Preserving the Recent Past

A proposal to redevelop the former Times Picayune headquarters into a 62,000 square foot golf entertainment venue was presented to the public on Wednesday, March 14. The development by the company DriveShack, which specifies full demolition of the existing structure located at 3800 Howard Avenue, will be seeking city approval for designation as a planned-development district that would allow for higher density and intensity of uses. The majority of the site, with a prominent central location just off of the Pontchartrain Expressway, will be used for an outdoor driving range but will also feature other entertainment spaces.

According to an article in Mid-City Messenger, the building complex was completely vacated by the Times Picayune staff in 2016 and the 8.9 acre site was purchased later that year for $3.5 million dollars.

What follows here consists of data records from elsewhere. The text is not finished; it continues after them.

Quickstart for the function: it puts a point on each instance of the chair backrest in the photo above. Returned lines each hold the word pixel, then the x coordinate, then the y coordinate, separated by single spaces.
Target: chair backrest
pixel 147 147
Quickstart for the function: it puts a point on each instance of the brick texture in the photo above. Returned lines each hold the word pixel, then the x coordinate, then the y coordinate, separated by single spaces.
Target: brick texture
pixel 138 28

Built in 1967, the late-modernist complex and iconic clock tower are over 50 years of age and eligible for historic status. However, little discussion of preserving the actual building has been mentioned in the recent flurry of media interest which begs to the question – does the larger community think the adaptive reuse of the existing structure worth a larger discussion or is starting over from scratch the only way forward for this particular site?

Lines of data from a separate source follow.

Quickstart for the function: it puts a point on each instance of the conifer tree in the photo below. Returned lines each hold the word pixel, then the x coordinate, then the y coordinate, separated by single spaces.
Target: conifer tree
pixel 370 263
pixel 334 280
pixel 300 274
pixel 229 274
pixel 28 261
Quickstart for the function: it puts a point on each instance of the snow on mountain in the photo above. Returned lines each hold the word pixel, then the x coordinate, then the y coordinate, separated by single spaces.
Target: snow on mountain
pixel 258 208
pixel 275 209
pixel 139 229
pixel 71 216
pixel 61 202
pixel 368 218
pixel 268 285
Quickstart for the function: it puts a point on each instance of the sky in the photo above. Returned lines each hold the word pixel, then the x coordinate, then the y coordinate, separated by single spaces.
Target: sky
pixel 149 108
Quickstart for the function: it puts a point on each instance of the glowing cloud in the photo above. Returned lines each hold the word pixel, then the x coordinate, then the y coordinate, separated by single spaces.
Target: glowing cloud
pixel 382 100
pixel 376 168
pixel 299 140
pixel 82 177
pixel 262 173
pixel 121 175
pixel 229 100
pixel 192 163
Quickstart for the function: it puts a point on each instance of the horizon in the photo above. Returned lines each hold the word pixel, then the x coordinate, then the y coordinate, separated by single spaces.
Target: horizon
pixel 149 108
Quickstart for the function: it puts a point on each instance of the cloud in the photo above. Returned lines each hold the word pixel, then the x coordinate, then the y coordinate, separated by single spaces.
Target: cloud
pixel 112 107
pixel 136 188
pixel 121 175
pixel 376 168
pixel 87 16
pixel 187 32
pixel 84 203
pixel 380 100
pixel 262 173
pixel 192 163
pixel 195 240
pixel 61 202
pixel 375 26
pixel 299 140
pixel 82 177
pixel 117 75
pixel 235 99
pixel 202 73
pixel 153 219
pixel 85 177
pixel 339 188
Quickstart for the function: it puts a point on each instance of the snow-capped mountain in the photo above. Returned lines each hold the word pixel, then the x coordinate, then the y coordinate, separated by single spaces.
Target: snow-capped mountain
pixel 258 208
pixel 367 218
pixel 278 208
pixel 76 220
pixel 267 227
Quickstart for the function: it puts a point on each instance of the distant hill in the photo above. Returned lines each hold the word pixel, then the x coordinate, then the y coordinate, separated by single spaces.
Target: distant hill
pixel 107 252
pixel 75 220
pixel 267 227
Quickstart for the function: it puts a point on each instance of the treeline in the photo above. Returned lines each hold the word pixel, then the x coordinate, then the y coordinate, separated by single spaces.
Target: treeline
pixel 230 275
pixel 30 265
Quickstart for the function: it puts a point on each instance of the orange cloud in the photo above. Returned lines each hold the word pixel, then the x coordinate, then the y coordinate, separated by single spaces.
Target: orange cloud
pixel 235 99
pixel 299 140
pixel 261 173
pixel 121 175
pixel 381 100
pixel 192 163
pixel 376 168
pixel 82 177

Additionally, a large collection of plaster bas relief sculptures by artist Enrique Alferez remain, titled “Symbols of Communication,” adorns the interior of the lobby. Their fate in the proposed redevelopment has raised concern in the local art and preservation communities. The developers committed to working with local appraisers and art conservators to find an appropriate solution to the preservation of these panels.

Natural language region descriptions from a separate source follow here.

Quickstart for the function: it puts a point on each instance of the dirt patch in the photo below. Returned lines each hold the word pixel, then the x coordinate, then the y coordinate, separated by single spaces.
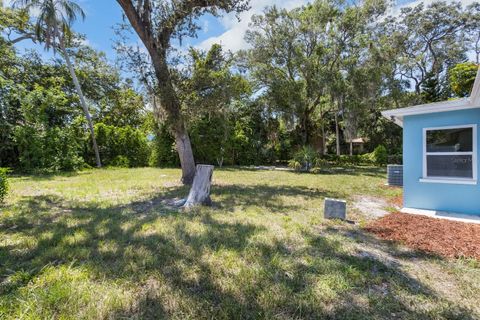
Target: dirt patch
pixel 371 206
pixel 446 238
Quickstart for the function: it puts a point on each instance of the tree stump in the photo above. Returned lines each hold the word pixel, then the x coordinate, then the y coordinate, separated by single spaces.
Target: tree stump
pixel 200 191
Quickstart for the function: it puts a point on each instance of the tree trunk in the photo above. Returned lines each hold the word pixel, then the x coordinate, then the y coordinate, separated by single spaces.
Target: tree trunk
pixel 324 140
pixel 157 43
pixel 82 102
pixel 185 153
pixel 200 191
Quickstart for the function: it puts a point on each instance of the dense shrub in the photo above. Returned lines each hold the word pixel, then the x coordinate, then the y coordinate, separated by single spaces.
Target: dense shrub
pixel 53 149
pixel 163 153
pixel 380 155
pixel 306 156
pixel 3 184
pixel 123 146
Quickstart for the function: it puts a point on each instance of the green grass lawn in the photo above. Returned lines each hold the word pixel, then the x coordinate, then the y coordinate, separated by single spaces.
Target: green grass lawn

Preservation of the more recent past is often a debatable topic, complicated by personal tastes and current aesthetic trends. However, from an environmental sustainability standpoint, preservationists argue that the greenest building is the one that is already built, particularly when reuse means keeping building materials out of a landfill. Furthermore, studies have revealed that the current construction sector is responsible for up to 50% of landfill waste.

Let us know what you think about the proposed fate of the Times-Picayune newspaper complex. Should some portions, such as the notable clock tower, deserve more consideration for reuse?

Tlaloc Alferez, daughter of sculptor Enrique Alferez, toured the building in October 2017 along with developers, preservationists and art conservation professionals. The proposed development has raised concern over the fate of the plaster bas relief sculptures in the building’s lobby.